I wish I could have done more this week, but unfortunately there are many times when one can only powerlessly watch and grieve; a feeling I, and any other person in the medical field, are familiar with. And one that might be more widespread these last few days, as violence and despair unfolds right before our eyes, once again, affecting millions of unwilling people for interests way beyond them... Maybe I'm missing the politics involved here, but honestly, doctors should worry about people first, and maybe that's the right mindset in general.

Last week I focused on studying, which is likely not of interest to anybody... But this week's activity is! I've been hard at learning the Rust programming language. What for? Well, because I intend to write all code for the Big Project in it :)

Rust is truly wonderful. It has most features one can desire, is rooted in formal theories and, more importantly, offers the highest reliability for a language almost as fast as C. I only miss a stable ABI for plugins and low-level stuff, but I'll work around that in due time.

Remember that sub-project of mine to 3D-print circuits? Well, I've uploaded it to my account. For now it's just a description of the mechanics and the start of a log of my work. You can read more about it there!
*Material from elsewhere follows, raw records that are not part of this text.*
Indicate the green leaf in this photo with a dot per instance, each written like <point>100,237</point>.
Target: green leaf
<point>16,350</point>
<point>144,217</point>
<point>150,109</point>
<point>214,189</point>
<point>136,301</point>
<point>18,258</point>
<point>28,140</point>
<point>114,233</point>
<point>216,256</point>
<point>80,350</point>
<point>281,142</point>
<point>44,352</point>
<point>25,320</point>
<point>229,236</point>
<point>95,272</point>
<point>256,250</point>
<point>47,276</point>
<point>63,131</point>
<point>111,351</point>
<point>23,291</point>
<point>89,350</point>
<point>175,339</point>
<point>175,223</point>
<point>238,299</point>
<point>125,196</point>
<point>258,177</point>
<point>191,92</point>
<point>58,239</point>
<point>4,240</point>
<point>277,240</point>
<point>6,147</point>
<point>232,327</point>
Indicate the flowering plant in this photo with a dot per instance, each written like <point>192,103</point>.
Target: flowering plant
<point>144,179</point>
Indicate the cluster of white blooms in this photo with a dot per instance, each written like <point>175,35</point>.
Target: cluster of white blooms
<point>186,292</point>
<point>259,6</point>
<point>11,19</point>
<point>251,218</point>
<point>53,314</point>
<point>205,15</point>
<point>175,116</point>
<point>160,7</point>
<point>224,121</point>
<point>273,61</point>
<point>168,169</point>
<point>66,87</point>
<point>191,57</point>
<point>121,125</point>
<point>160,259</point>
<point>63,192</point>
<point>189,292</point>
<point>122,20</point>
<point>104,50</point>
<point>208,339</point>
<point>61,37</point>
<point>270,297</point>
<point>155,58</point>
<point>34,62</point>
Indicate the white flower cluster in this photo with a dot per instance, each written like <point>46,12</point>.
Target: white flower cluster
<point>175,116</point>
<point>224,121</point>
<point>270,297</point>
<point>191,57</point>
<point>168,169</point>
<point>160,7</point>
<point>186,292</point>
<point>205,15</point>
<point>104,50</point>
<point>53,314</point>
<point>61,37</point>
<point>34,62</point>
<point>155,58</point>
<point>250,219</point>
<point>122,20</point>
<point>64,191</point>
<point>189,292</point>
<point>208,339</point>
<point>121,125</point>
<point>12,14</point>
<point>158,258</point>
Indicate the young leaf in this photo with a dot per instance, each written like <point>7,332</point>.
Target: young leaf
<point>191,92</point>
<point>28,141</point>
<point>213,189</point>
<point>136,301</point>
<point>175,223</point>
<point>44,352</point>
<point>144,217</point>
If you don't want to, here's a TL;DR: I want to use my custom scripts to print tiny water-tight channels and then make use of electroplating to grow copper crystals along them, controlling the process so it's reproducible and the copper actually bonds with all contacts (and the voltage doesn't fry anything!). Once I get a prototype that works, I'll upload all the files to Hackaday; I'm making a third prototype right now, after getting modest results with the previous two.

And, regarding my Big Project again... I'm in the initial design phase for its code. Which means I'm redacting a huge LaTeX document with things like design goals and code organization, and I've yet to write a single line of it ;). I don't typically dedicate that much time to design, but this one's really important (and also really complex), and I believe I'll otherwise regret it down the road.